With zine culture constantly ebbing and flowing in the city, I decided it best to ask Static Zine's editor, Jessica Lewis, a bit about what's going on, why get into the zine fray and about the new issue's theme "first times in Toronto."
Why start a zine in the first place?
Why not? The three of us who run it â myself, Melody Lamb and Aviva Cohen â all come from writing or photography backgrounds, but we've mainly worked online, or at least everything has turned to online over the years. When brainstorming a project to do with friends, we considered a website, but we missed paper and being able to pass something around that you can hold in your hands, not just share a link. We do also have a website, but the zine comes first.
We liked the idea that we could do what we want with it, incorporate themes and tell stories. We wanted to work on a project that we knew we'd be able to put our passions towards. We wanted to start something people could get involved with, and we have tapped into a lot of creative resources so far in words, art, music and more. With just two issues, we already feel like for us, our zine is more of a DIY magazine and we've become some sort of community arts group.

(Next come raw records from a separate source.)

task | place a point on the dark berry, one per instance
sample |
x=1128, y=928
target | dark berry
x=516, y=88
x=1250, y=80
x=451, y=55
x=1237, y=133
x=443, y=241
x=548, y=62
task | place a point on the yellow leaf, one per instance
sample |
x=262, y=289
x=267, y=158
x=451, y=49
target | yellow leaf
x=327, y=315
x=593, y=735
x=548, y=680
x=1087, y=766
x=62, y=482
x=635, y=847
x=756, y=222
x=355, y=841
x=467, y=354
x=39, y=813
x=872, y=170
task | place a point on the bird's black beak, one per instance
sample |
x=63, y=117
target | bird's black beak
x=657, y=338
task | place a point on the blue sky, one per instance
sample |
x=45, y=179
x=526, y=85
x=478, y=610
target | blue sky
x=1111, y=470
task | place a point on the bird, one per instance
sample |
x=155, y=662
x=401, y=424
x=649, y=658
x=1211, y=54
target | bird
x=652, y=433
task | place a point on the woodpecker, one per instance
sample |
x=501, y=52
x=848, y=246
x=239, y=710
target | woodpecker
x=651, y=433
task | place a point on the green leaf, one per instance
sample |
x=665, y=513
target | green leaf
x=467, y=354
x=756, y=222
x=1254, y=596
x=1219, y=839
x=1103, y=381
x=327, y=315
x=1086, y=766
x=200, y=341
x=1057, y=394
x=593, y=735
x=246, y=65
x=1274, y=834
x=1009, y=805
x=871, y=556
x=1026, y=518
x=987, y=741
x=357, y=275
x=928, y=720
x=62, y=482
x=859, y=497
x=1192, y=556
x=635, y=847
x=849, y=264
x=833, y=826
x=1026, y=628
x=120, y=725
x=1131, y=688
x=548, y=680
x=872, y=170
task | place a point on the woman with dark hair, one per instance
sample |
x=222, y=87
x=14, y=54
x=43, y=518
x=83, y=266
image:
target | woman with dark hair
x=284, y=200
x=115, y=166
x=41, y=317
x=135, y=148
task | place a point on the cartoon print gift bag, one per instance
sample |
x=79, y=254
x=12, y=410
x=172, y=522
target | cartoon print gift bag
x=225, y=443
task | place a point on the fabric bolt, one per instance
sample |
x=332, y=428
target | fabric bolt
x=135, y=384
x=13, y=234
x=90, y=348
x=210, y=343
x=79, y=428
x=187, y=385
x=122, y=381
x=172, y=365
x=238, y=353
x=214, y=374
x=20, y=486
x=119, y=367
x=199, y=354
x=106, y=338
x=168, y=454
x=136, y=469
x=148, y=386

What is the inspiration behind Static Zine?
Storytelling first, cutting and pasting second. But now there's the excitement we hear back from people when they read it and the enthusiasm from all our contributors that is an affirmation. Plus, we're our own bosses and we just keep on brainstorming more ideas of what we can do with Static in the future and that keeps us going.
With Canzine happening this weekend, what's Toronto's zine culture like these days?

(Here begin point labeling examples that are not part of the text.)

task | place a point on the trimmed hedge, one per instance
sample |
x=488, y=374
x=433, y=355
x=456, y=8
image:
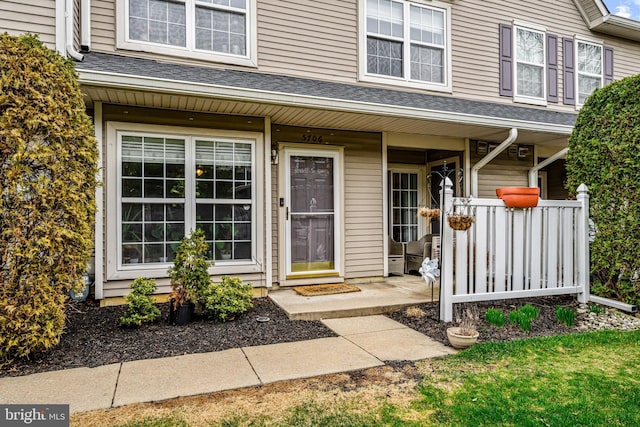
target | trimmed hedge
x=48, y=164
x=604, y=153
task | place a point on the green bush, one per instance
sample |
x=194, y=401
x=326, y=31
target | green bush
x=48, y=164
x=140, y=307
x=224, y=300
x=189, y=273
x=603, y=154
x=495, y=317
x=523, y=316
x=566, y=315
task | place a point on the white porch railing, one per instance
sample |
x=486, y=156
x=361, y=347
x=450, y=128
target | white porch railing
x=514, y=253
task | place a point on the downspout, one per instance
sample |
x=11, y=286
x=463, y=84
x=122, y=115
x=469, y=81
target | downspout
x=85, y=25
x=513, y=134
x=68, y=14
x=533, y=173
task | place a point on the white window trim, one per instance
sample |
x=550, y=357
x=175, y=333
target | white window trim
x=577, y=39
x=248, y=60
x=536, y=29
x=406, y=81
x=114, y=269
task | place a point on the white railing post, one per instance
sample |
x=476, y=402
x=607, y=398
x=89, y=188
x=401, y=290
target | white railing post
x=584, y=265
x=446, y=253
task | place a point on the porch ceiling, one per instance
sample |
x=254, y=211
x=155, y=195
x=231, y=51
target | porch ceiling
x=313, y=117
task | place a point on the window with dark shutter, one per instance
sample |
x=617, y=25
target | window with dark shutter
x=506, y=61
x=552, y=68
x=568, y=72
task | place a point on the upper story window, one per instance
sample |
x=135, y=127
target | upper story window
x=587, y=66
x=406, y=43
x=589, y=69
x=217, y=30
x=530, y=63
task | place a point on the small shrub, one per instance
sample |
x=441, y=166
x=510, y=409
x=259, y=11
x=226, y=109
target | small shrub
x=495, y=317
x=596, y=309
x=519, y=319
x=140, y=307
x=523, y=316
x=530, y=311
x=224, y=300
x=189, y=273
x=566, y=315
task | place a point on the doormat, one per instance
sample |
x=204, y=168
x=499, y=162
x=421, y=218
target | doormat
x=327, y=289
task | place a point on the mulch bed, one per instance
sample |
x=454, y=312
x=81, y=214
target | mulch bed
x=93, y=335
x=545, y=325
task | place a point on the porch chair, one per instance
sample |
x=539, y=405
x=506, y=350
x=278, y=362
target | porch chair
x=417, y=251
x=396, y=257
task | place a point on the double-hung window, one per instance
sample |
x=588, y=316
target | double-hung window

I don't think Static's too acquainted with the Toronto zine culture yet, as there are a lot of "people still make zines?" and "in the '90s..." conversations around us, but, in general, we find that people are really interested and excited about this stuff still.
Toronto's scene seems to be quite healthy, though. Now that we're doing this, we're finding zines and independent art everywhere. There are Spontaneous Combustion, Offerings and Off the Map, which are all other magazines in a similar realm as Static. But there are people all over still making zines and you'll see that at Canzine. Broken Pencil does a good job at getting zines out to the public here. We hope more people will be encouraged to get into zines, especially once they see what the festival is like. This will be the first time we're tabling, so we're really looking forward to getting in the thick of it, meeting other zinesters and talking to them about what they do. We went to a zine workshop put on by Broken Pencil and visited Zine Dream a couple months ago, and both times, we just spent the entire time with our jaws dropped at how talented people in this city are.
The theme of the new issue is "First times in Toronto." So, what was your first time in Toronto like? I'll leave this purposely ambiguous.
Well, besides coming to Toronto as a kid to see concerts or plays with my parents, my first real, stay-put time was when I moved here in 2006 from Buffalo to go to Ryerson for journalism. I moved into residence being so happy to be in a cool, big city that is full of writing, music and art and I never looked back. I even liked my residence room, that's how great of a first time it was for me. Toronto is home.
What question should I have asked, but didn't? Subsequently, what's the answer to that question?
I wouldn't say you had to ask anything else. Maybe about who is involved, what we write about or what we plan on doing next. And to that, in short, for this issue there were almost 30 people involved. We're all storytellers whether we're writers, illustrators, photographers, musicians, designers, students, developers, etc. We love and live Toronto and want to tell stories of it and for it, but we're also into different kinds of themes as launching pads for those stories as well as the different methods within that. We're planning our third issue to come out in February or March; we'll throw a big bash, maybe start our own zine fair, and choose a new theme to go with.